Me: Well, I don’t really want to “work” here, per se…I just really need the paychecks.
they should remove the sex scenes from movies and then put them all into one big super sex scene movie they can show in theaters at the end of the year
Hold that thought while I slip into something more comfortable.
*moves to Fiji*
i sadistically pat the top of my sandwiches before eating them like good job now you die.
Me: Ok, these are the specs. Do you think you can do it?
Architect: These look like renovation plans for a Barbie Dream House.
Me: And?
i’ll tell you this, anyone who breaks into my house is gonna find out why you don’t mess with a guy who collects sparklers
[walking into Sephora]
me: I love how it smells in here! If I ever find a man who smells like this, I’m going to lock him in the basement forever.
my husband: I’m right here you know
“I am doing well.” – Russian man having sex with a well
Interviewer: So, tell me a little about yourself.
Me: I’m very attracted to you right now.
Sing it!
WIFE: I want a divorce.
ME: Is it because of my small wrists?
WIFE: Yes.
ME: [taking off bracelet] Then take your ring back.
I’m so awkward I visited a new doctor today and when they came in I literally said “Those are some nice shoes”. I have to find another doctor already.
Why is it called a backhanded compliment and not a slampliment?
The devil on my left shoulder says “eat the cheese”
The worse devil on my right says “eat the entire pizza”
Pizza Hut Employee: I’m sorry but we don’t deliver bog grass. I’m not even sure what that is.
Moose: [incoherent bellowing]
Cellmate, menacing: what are you in for
Me, thru gritted teeth: breaking the law
Me: Who is the most handsome man in the world?
Wife: Ewan McGreggor
Me: Thank you but you can only pick one
I miss walking my dog on July 5th, wondering if I’ll have to wrestle a blown off finger from him.

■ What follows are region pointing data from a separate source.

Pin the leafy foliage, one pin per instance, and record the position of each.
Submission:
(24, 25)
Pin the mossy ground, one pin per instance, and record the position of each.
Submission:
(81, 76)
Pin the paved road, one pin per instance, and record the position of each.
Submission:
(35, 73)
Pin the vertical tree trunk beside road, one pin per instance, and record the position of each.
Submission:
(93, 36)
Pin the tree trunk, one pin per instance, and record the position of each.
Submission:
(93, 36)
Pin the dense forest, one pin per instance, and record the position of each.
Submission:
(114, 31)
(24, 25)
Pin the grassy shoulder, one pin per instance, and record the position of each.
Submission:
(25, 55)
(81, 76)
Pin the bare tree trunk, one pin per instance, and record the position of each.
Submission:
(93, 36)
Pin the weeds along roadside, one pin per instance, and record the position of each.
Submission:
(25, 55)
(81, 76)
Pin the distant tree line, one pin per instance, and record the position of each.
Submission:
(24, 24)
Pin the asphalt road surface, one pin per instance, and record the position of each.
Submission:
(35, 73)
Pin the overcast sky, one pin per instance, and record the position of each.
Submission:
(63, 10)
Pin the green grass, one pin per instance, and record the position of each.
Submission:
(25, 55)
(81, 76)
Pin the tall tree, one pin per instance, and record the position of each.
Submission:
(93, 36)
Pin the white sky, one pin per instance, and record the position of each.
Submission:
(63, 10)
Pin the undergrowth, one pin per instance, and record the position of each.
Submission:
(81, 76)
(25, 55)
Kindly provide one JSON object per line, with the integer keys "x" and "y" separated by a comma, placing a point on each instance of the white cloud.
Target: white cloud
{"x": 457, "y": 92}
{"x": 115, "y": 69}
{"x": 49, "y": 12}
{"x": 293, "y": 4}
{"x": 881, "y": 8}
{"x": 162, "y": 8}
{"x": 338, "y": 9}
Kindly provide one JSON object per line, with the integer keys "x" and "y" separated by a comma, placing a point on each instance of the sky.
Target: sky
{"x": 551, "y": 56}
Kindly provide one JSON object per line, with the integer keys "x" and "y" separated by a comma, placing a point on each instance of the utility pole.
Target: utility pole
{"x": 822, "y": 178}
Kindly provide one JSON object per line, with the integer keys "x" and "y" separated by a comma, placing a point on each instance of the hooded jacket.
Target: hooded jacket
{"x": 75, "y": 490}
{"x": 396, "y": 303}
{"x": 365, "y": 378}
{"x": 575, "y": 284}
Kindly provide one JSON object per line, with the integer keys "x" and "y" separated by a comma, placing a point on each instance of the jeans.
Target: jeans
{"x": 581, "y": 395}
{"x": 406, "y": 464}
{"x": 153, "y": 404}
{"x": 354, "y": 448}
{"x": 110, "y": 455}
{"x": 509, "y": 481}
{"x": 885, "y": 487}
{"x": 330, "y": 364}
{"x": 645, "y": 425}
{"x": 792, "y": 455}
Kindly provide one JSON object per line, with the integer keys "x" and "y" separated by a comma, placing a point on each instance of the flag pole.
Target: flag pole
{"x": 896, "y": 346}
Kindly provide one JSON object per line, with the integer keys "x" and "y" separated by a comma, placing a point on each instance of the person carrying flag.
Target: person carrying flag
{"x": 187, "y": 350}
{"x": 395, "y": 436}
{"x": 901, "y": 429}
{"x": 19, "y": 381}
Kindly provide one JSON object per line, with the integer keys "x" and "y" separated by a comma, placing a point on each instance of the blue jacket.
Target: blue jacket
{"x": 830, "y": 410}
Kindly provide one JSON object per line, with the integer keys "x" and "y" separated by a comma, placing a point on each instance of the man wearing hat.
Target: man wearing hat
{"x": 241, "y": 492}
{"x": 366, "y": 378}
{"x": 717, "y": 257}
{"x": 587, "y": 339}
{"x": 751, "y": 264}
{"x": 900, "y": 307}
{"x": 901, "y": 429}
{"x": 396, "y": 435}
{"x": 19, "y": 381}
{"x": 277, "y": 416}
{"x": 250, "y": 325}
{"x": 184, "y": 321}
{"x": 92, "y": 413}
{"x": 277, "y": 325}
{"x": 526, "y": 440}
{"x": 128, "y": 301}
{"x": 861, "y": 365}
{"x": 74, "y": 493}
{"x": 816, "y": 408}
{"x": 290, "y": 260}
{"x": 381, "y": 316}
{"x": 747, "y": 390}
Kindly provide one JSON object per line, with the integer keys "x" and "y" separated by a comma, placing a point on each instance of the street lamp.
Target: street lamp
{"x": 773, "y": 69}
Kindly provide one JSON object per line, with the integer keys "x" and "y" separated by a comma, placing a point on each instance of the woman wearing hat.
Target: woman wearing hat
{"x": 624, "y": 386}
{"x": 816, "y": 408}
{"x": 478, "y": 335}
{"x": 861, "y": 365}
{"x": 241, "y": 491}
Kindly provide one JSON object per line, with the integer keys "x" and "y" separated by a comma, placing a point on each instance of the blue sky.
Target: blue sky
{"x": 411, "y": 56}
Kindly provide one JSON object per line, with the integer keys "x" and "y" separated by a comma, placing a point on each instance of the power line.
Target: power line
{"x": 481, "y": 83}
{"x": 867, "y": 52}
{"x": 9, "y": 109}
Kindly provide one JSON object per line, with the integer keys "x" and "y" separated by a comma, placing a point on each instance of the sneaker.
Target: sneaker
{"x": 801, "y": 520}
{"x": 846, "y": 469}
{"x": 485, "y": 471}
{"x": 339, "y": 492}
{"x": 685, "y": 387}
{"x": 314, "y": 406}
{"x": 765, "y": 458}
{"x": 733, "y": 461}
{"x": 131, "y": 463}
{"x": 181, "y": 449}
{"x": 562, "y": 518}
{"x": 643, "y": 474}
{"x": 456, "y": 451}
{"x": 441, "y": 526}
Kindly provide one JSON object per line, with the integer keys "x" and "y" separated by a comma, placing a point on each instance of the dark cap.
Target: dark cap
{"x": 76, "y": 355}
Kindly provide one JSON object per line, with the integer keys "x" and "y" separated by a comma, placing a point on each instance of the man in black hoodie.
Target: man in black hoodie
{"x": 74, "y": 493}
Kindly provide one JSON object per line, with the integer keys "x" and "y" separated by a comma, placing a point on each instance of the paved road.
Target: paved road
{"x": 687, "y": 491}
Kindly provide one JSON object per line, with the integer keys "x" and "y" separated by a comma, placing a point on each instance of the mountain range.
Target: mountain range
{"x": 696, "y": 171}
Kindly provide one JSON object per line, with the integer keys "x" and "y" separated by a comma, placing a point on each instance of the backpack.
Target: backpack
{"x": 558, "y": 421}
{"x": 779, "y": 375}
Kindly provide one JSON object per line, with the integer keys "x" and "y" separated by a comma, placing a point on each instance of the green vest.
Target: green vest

He said: “Tell me Baby…am I your first?”
She said: “What? Like…today?”
before therapy: i hate people
after therapy: i feel good about hating people!
Them: dial 911!
Me: this thing can make calls?
[speed dating]
Me: “Facebook or Twitter?”
Her: “Face…”
Me: “Have a nice life.”
me: [searching for the will to live]
will: I have a girlfriend
Parental pro tip: Take your kids to the mattress store at the mall and skip the trampoline park.